In their latest post here on this link we can read one thing in particular.
So, from the picture one thing is clear, DuckDB does not support indexes, which is why we have situations where query with DuckDB is slower.
Motherduck performance statement for this duo
Running our analytical query in standard PostgreSQL was painfully slow, taking 81.8 seconds to complete. The same query with DuckDB was executed in 52.190 milliseconds. That is 1500x faster.
If you take this test to another level they say this:
If we run this on EC2 in AWS1, using 10x the data (TPC-DS scale factor 10 instead of 1), this query takes more than 2 hours with the native PostgreSQL execution engine, while it only takes ~400ms when using pg_duckdb.
So the difference is huge 2h VS 400ms imagine that 🤯 🤯 🤯
Other cool features of this magic duo
DuckDB isn’t just about blazing-fast query performance – it’s a Swiss Army knife for modern data workflows. When working with DuckDB inside PostgreSQL, you get access to a powerful suite of features that can transform your data operations. Imagine seamlessly reading and writing Parquet and CSV files directly from cloud storage like AWS S3, Cloudflare R2, or Google GCS with simple SQL commands. You can query massive datasets using file globs, join cloud data with local PostgreSQL tables, and even write your results back to object storage in a single query.
Here are some features you can start using today:
📊 Cloud Storage Integration
- Direct read/write to S3, GCS, and R2
- Support for Parquet and CSV files
- File glob pattern matching for bulk operations
🔄 Data Operations
- Join cloud data with PostgreSQL tables
- Create columnar temporary tables for speed
- Cache remote objects locally for faster queries
- Write query results directly to cloud storage
🛠️ Extensions & Integration
- Apache Iceberg support
- MotherDuck integration
- Easy extension installation with
duckdb.install_extension()
⚡ Performance Controls
- Toggle DuckDB execution on/off with
SET duckdb.force_execution
- Create high-performance temp tables using
CREATE TEMP TABLE ... USING duckdb
- Smart local caching for remote data
All these powerful features can be toggled on and off with simple commands, giving you complete control over your data workflow.
The Verdict on DuckDB Inside Postgres
DuckDB inside Postgres is a powerful combination that brings together the best of both worlds: Postgres’ reliability and DuckDB’s lightning-fast analytics. While our initial tests showed some performance challenges, the potential of this dynamic duo is undeniable.

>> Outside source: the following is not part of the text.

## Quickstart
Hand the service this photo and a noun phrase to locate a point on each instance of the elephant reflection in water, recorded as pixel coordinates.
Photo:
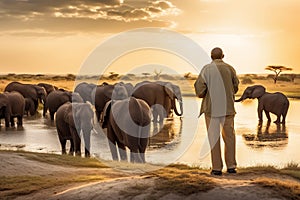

So, is the DuckDB-Postgres combination worth the hype? It’s a solid “maybe” for now. While DuckDB didn’t outpace Postgres in this test, I suspect there’s more to the story. The performance boost likely depends heavily on the specifics of your data and queries i.e. if you don’t use indexes it’s 1500 times faster.
Don’t write off this dynamic duo just yet. As the DuckDB team continues to refine their Postgres integration, we may see some truly impressive speed-ups for certain analytics workloads.
In the meantime, it’s exciting to see two data leaders joining forces in new and unexpected ways. Who knows what other surprising pairings the future of data engineering holds?